How bloody and discordant the intraparty contests become -- and who survives -- will have severe ramifications on burgeoning Republican opportunities in November.
“The tenor of the race right now is healthy and constructive. It hasn’t been a poisonous environment so far,” says Gardner, who is pledging neutrality in the primaries unless he sees a candidate stepping out of bounds. “If something gets out of control and nasty, you bet I will [get involved].”
Still, Republican operatives in the state are heartened by polling showing independents moving back into their column and see an advantage on the overall issue matrix.
Democratic moves to expand background checks on gun sales and ban certain ammunition magazines -- modest pursuits compared to other blue states -- were met with fierce backlash in this ruggedly western state, upending two Democratic state senators in the first legislative recalls in state history.
A November ballot amendment to hike taxes by nearly a billion dollars for schools went down in a fiery defeat, with two-thirds of voters rejecting it.
While in 2010, the state legalized pot by a comfortable 10 point margin, this year voters will decide whether to change state law to define a fertilized egg as a person.
On top of all that, there’s the corrosive national environment due to continual problems with Obamacare, which is why most Republicans view Udall as an easier target than Hickenlooper.
“It’s going to be an anchor around the necks of Democrats,” says GOP Rep. Doug Lamborn of the president’s signature domestic legislative accomplishment. “The Senate race is actually more winnable. The governor is seen as understanding some of the needs of business and a strong economy and the energy sector, whereas Mark Udall is pretty liberal across the board.”Despite the Colorado senate race rarely being mentioned nationally as a battleground contest or a potential pick-up for Republicans, Udall’s campaign says they are definitively competing in a swing state.

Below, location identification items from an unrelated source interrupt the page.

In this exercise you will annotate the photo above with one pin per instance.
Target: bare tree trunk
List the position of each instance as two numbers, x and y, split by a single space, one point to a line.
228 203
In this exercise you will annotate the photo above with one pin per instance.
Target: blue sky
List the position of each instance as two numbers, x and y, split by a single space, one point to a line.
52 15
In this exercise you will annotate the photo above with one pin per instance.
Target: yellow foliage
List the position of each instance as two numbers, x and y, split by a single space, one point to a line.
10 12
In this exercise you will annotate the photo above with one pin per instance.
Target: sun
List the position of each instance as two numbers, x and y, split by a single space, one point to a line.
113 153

“I think it’s competitive no matter who they nominate,” acknowledges Udall campaign manager Adam Dunstone.
The array of opponents, including Buck, have quietly tracked within single digits of Udall and yet there are already emerging signs of old demons rearing their heads.
The Tea Party Express, which helped propel Buck to an upset primary in 2010, is now backing a new, younger candidate in state Sen. Owen Hill. Local tea party groups though, remain in Buck’s corner.

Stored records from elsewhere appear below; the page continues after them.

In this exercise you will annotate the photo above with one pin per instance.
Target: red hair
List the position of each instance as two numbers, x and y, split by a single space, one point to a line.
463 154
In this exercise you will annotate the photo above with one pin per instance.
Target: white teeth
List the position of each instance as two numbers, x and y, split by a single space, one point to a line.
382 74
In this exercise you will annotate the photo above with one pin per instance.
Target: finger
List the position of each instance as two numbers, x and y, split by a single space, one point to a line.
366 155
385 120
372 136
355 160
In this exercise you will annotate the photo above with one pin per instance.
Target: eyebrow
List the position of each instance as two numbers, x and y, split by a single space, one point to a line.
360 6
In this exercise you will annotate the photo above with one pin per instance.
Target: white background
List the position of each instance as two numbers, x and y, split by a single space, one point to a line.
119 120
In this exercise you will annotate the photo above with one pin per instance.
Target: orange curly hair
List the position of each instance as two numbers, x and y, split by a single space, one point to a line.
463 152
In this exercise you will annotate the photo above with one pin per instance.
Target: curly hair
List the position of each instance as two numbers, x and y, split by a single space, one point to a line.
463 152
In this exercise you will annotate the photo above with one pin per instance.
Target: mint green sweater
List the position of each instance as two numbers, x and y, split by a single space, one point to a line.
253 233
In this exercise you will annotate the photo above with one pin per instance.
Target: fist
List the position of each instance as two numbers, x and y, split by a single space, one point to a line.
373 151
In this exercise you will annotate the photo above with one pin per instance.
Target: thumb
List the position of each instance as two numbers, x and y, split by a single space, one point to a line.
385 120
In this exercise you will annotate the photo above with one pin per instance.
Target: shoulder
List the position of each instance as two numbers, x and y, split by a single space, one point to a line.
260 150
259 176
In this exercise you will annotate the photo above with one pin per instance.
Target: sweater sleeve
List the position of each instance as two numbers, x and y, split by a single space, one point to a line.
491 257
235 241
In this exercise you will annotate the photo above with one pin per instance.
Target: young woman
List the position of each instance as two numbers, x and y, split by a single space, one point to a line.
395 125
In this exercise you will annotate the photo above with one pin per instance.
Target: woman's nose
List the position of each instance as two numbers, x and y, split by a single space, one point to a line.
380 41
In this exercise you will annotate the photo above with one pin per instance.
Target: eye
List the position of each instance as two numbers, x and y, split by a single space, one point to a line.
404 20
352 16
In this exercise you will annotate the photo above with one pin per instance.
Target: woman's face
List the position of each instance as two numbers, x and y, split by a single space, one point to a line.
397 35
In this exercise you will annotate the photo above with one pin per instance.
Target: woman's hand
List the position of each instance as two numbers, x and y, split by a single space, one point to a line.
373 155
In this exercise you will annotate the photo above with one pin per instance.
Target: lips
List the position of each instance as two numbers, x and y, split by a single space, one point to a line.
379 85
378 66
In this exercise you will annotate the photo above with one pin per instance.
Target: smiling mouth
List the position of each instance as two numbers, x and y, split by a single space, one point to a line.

Furthermore, Buck hasn’t seemed to heed the advice of Republican elders to steer clear of talking about women and their bodies. On a radio program in January, he likened a decision to have an abortion to his own struggle with cancer, a remark that will likely be used to frame him as hostile to women if he’s the nominee.

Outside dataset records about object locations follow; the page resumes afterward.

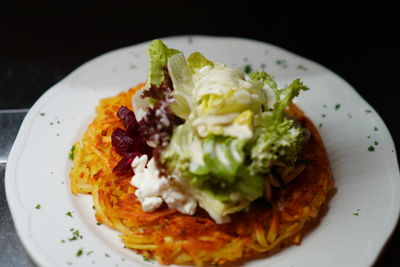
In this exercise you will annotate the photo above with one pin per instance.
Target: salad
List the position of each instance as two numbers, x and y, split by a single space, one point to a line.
203 134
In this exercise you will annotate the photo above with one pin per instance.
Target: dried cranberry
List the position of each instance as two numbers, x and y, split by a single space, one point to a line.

“The Republicans have the same on the ground problem they’ve always had. Their candidates are just awful,” says Laura Chapin, a Denver-based Democratic strategist currently working for NARAL Pro-Choice America.
Counting on Republicans to make unforced errors with gaffe-prone, tone-deaf candidates explains why Democrats aren’t overly spooked by the reams of gloomy polling data. Once there’s a crisp choice to be presented to voters -- and their names are the likes of Buck and Tancredo -- the numbers will stabilize, they argue.
“It’s tough sledding for Democrats. The body politic is unsettled,,” says Ritter. “Voters can talk about disapproval and being in an ornery mood, but we still have managed to hold the upper hand because of our ability to field these candidates who can appeal to a broad cross section of voters. So they’re going to end up being fine at the end of the day.”
If that scenario bares out, perhaps 2014 will be the year to crown Colorado as truly blue.